Ny-Ålesund to osada na Spitsbergenie, czyli największej wyspie archipelagu Svalbard, znajdującą się około 1200 km od bieguna północnego. Jej współrzędne GPS to 78°55′N 11°56′E, czyli zacnie. Jest to najdalej na świecie wysunięta na północ funkcjonująca jednostka osadnicza, w której zamieszkują naukowcy badający różne dziwne rzeczy. W 1925 roku, właśnie z tego miejsca Roald Amundsen podjął próbę dotarcia na biegun północny samolotem. Generalnie właśnie z tego miejsca startowało wiele ekspedycji obierających swój kierunek na biegun północny.

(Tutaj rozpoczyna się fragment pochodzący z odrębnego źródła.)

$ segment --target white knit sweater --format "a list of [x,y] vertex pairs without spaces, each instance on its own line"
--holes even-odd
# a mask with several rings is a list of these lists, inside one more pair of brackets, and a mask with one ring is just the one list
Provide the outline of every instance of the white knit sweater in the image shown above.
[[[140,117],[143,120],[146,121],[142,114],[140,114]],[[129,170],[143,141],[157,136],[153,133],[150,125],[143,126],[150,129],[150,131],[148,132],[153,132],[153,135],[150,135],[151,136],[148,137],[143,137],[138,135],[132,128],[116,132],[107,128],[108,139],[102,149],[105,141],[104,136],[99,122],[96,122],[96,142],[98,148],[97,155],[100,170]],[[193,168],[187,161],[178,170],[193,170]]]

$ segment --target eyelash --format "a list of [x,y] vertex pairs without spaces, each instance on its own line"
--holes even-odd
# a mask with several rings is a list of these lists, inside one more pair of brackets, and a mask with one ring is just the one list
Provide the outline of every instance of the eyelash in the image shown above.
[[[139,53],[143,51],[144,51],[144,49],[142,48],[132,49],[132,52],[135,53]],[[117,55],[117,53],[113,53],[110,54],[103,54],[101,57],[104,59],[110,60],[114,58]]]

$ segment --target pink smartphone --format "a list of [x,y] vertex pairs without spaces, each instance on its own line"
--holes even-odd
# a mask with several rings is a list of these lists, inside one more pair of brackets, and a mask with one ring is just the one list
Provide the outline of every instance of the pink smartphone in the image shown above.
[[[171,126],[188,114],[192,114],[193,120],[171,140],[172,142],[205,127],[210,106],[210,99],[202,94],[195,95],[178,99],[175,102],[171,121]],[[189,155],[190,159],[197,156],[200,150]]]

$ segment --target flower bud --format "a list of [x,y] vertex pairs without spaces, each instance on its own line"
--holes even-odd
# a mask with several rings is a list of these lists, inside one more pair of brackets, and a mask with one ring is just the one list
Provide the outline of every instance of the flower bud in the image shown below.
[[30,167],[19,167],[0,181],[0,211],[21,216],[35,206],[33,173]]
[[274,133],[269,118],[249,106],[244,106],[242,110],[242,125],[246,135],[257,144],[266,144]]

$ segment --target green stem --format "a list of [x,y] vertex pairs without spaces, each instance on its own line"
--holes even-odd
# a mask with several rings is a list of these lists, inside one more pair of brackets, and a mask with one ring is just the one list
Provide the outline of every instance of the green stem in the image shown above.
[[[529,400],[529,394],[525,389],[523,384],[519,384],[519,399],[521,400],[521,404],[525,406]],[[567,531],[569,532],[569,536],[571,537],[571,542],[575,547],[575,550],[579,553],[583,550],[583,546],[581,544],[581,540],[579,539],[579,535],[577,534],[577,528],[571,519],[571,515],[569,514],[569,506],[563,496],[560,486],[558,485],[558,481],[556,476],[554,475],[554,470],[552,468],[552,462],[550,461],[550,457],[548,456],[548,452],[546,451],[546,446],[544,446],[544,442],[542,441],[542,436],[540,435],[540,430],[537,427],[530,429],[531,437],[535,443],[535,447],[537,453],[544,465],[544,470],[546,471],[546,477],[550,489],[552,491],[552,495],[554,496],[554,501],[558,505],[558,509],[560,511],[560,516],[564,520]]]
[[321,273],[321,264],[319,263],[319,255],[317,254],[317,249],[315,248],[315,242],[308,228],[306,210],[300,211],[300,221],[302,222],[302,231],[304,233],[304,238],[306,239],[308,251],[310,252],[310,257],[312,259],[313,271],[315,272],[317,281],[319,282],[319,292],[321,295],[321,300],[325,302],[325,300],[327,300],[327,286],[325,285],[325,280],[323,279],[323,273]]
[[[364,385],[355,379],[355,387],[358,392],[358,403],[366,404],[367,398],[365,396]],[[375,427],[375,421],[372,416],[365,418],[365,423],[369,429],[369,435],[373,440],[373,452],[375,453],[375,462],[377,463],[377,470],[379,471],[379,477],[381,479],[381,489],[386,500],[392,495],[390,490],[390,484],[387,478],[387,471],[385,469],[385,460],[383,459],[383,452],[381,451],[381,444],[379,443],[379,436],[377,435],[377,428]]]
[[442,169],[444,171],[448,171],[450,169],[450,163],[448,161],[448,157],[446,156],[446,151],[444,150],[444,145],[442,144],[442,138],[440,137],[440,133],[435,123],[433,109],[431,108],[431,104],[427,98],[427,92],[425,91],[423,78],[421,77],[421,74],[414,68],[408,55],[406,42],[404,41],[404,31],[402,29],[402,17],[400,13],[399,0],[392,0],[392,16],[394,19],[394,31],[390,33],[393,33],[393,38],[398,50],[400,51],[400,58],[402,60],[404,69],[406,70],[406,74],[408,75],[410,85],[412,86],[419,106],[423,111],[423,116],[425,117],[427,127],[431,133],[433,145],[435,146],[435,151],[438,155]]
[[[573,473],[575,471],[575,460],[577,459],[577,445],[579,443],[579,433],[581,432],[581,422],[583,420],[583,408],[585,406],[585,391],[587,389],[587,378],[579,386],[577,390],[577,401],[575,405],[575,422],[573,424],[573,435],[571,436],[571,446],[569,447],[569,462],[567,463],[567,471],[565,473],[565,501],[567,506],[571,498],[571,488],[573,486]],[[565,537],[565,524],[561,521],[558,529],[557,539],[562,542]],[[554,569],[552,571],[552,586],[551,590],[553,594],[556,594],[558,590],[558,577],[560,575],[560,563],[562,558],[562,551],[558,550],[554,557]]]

Ny-Ålesund jest obszarem wyciszonym radiowo, w którym aktywność promieniowania elektromagnetycznego powinna być utrzymywana na jak najniższym poziomie. W Ny-Ålesund znajdują się instrumenty naukowe, które wykorzystują ciszę radiową. Korzystanie z urządzeń bezprzewodowych w paśmie częstotliwości 2-32 GHz (które obejmuje zarówno Wi-Fi, jak i Bluetooth) jest ogólnie zabronione w samej osadzie oraz na obszarze w promieniu 20 km od Ny-Ålesund. Wszyscy odwiedzający, w tym naukowcy, proszeni są o wyłączenie Wi-Fi i Bluetooth na wszystkich urządzeniach, takich jak telefony komórkowe, laptopy, Kindle, aparaty fotograficzne, cyfrowe zegarki na rękę itp. przed przybyciem do Ny-Ålesund. Taki sprzęt może być używany tylko z włączonym trybem lotu i to jest najlepsze i najpiękniesze określenie tego miejsca. OFF LINE do kwadratu. Żanych komórek, żadnego wifi, BT. Cisza, spokój i… przyroda.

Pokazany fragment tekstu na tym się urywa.